Labor and Delivery – What is it really like?

by Kate

With our first child, the labor and delivery that we experienced wasn’t anything like any of the birth stories we had read. It was hard to believe, but there was no denying the fact. Throughout the nine months that we were waiting for our turn to have a story to tell, we read about everything from the most blissful euphoria to the most agonizing misery. With that many different precedents, it was astounding that ours was different.

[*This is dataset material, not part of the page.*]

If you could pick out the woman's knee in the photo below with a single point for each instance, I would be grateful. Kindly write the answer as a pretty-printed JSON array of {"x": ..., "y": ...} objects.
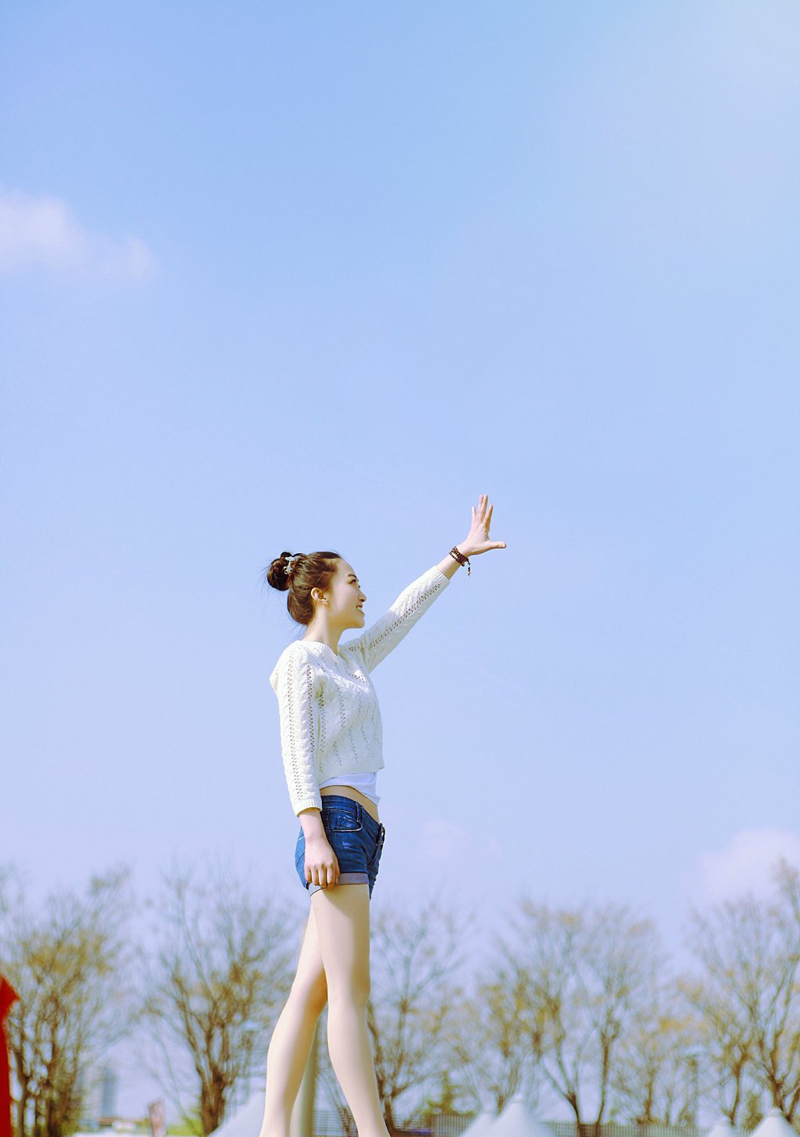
[
  {"x": 352, "y": 988},
  {"x": 313, "y": 996}
]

After some consideration, I would have to assume that to anybody but the two of us, our labor and delivery was probably quite similar to many others’. Thing is, there’s no way for us to look at the whole experience from an objective viewpoint . . . can’t be done, and we wouldn’t want to, if we could. It’s an amazing thing, to have that kind of memory group. For me, it isn’t one flowing memory, from start to finish–it’s a whole mountain of little bits of memory, with gaping holes, I must admit. The chronology in my mind is entirely void of timestamps, from the time we got to the place where the baby was to be born to the moment we met that little person, face to face. For everything before and after, I can remember pretty clearly the timing; it’s just that stretch that seems kind of fuzzy, as far as the clock is concerned. Other people, though, can give a time-specific play-by-play, from start to finish.

My point is, birth stories are probably going to seem different to every laboring and delivering couple, during their evolution and after the fact. As much as you read up on what to do to make such-and-such happen, only a certain amount of control really exists. That’s not a bad thing–the woman’s body is designed to do this, after all! Even if you’re not into new-age thinking or any other kind of spirituality, there is a certain common-sense truth to the advice of “listen to your body.” For those of us who never had kids before, there’s even more wisdom in that recommendation. I’m no physician, and with only one child, I’m no expert, either. Fact of the matter is, though, when our baby was coming, there were things we did that neither the midwife nor the books nor the websites told us to do, and everything, all together, got our baby out in one healthy piece.

We had read all about what to expect during labor, but very little of it matched exactly with what was happening to us. With back labor starting from the first contraction and the bag of waters not breaking until jacuzzi time (so we didn’t even realize, for sure, that it had happened until the baby was being born, and the bag was already broken), we were kind of afloat, with no full-blown precedents to watch for what to expect next. Thankfully, my spouse is calmer than I, so we didn’t have mass hysteria, and once I was calmed down, it became a matter of going with the flow and waiting to see what came next. One thing you’ll probably read that definitely held true for us was the advice to relax–that was probably the only thing that obviously helped. Everything else, we weren’t sure it wasn’t just psychosomatic, and even though it worked one time, it might not work the next time.

But, this was just us–everybody’s different, or so it seems.